Sonuç olarak makroekonomik riskler, kripto para piyasalarını dış faktör olarak olumsuz etkilemeye devam ederken ekonomiye yönelik belirsizlik volatilitenin daha da artmasına neden oldu.
İç faktörler kripto paralardaki düşüşü tetikliyor
Kripto para fiyatlarını olumsuz etkileyen dış faktörlerin yanında iç faktörler de satış baskısını artırmaya devam ediyor. Son aylarda merkezsiz stabil kripto para projesiyle öne çıkan Terra, Bitcoin rezervi oluşturma girişimiyle değerini hızla artırdı. Ancak kripto paralardaki düşüş eğilimi Terra’nın sabit kripto varlığı UST’yi de vurdu ve kripto varlığın yüksek miktarlı satışlara maruz kalması, en önemli özelliği olan sabitliğinin de bozulmasına neden oldu.
Terra, tüm müdahalelere rağmen UST’nin sabitliğini koruyamadı ve projede rezerv olarak kullanılan LUNA’nın yüzde 90’ı bulan trajik değer kaybına tanık olduk.
Buna ek olarak Coinbase’in son finansal raporunda iflas durumunda kullanıcıların kripto varlıklarını kullanabileceklerine yönelik açıklama yapması, piyasalardaki gerginliği artıran diğer bir gelişme oldu.

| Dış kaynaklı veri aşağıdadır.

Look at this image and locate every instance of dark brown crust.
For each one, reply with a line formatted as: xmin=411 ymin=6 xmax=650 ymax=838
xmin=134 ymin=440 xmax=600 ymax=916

Şimdi ise gözler Bitcoin fiyatındaki düşüşle ortalama Bitcoin maliyetinin yüksek kaldığı MicroStrategy başta olmak üzere diğer Bitcoin tutan kurumların üzerinde.

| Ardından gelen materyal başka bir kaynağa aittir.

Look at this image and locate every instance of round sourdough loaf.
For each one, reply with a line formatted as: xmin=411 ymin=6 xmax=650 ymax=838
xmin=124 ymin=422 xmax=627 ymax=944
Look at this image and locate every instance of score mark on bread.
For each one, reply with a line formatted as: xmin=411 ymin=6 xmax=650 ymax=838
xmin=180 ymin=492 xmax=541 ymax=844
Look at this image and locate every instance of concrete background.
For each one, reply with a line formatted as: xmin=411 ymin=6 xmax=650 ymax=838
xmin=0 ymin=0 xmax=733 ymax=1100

MicroStrategy, şu anda toplam 129.218 BTC’ye sahip. Bu yaklaşık 4,1 milyar dolara denk geliyor. Tesla’nın ise yaklaşık 1,5 milyar dolar değerinde 48.000 BTC tuttuğu biliniyor. Her iki şirketin de şu an kripto varlıklarını nasıl değerlendireceklerine dair net bir bilgi yok.